Observe this wand, which came to me from an old,
old magician.  Now,

does any member of the audience have
a recently deceased body, ideally someone dear to you?
A mother?  A son?
A close friend will do...
You Sir?  Your daughter?

Let's give him a big hand!
If you'll just wheel the trolley onto the stage...
Thank you!
I cover her with this cloth
and if I could have total silence
as I wave the wand and rip apart the borders
of the undiscovered country.

I like to call this trick
"And death shall have no dominion."




2016-02-19

Lanscape with Distant Prospect

This poem comes from two places.  Firstly the idea that a person, internally, is a sort of world of their very own where their own normality prevails...  and that to really know somebody, you have to know their land.


And secondly from Ursula K Le Guin's marvellous Earthsea novels, which I read long ago when I was young and have re-read several times in the intervening years, whilst quite against my wishes I grew older.


One of the Earthsea novels, the third if my memory serves, is called The Farthest Shore.  We need not concern ourselves with the plot of this book here, merely the title is enough of a phrase to conjure with.  The whole drive of this poem is to reach that phrase having journeyed sufficiently to generate a sense of arrival, expectation, and potential.

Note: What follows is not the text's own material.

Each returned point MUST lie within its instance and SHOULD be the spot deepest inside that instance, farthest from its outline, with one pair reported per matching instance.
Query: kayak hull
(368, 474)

Landscape with distant prospect


Do you want that girl, whose eyes
expand so wide?  She drinks the world
through doors in her face, pours it into a covert place
of her own devising, and perilous
for those not-shebut it could be if you spoke to her,
casual, in some corridor or halfway up a stair,
you might be acknowledged with a word,
a nod, the one raised eyebrow
of a demi-goddess, whose halo, cocked
at a jaunty angle, illuminates a shade too much.

Peek into her eyes now.  Do you want to enter,
walk her world?  New-cut staff in hand
and battered boots, trailing, very steady, from the hills;
cupping one hand in rills of freezing water
and coming to love the bleakness of a land
never shaped by human sensibility
and where the thorn trees
get twisted all on their own.
Yet there is a track, faint, but with occasional cairns
of fist-sized stones.  You can drop into the forest,

build a small fire, eat fresh-killed rabbits
that you roast on spits, expectorate
gristly bits back into the flame. At night
you might dream that the girl herself came
and stood, wordless, in the shadow of some tree
and in the morning there would be nothing
but the early rook poking warm ashes for a beakful
of burnt meat.  As so you go day-by-mile, by foot to the sea

where, against probability, a ship rides at anchor
in a sheltered bay.  He is here, the captain will say,
to discover if the ocean has another side,
and you will sign-up for this crew, to chance all rigours
and violence of storm, becalming, starvation,
the vigours of pirates, and sea monsters
that rise, silent, from the depths to stare
placid and Delphic, and for no reason you could know.

But you will go for half a chance
of footprints on the farthest shore.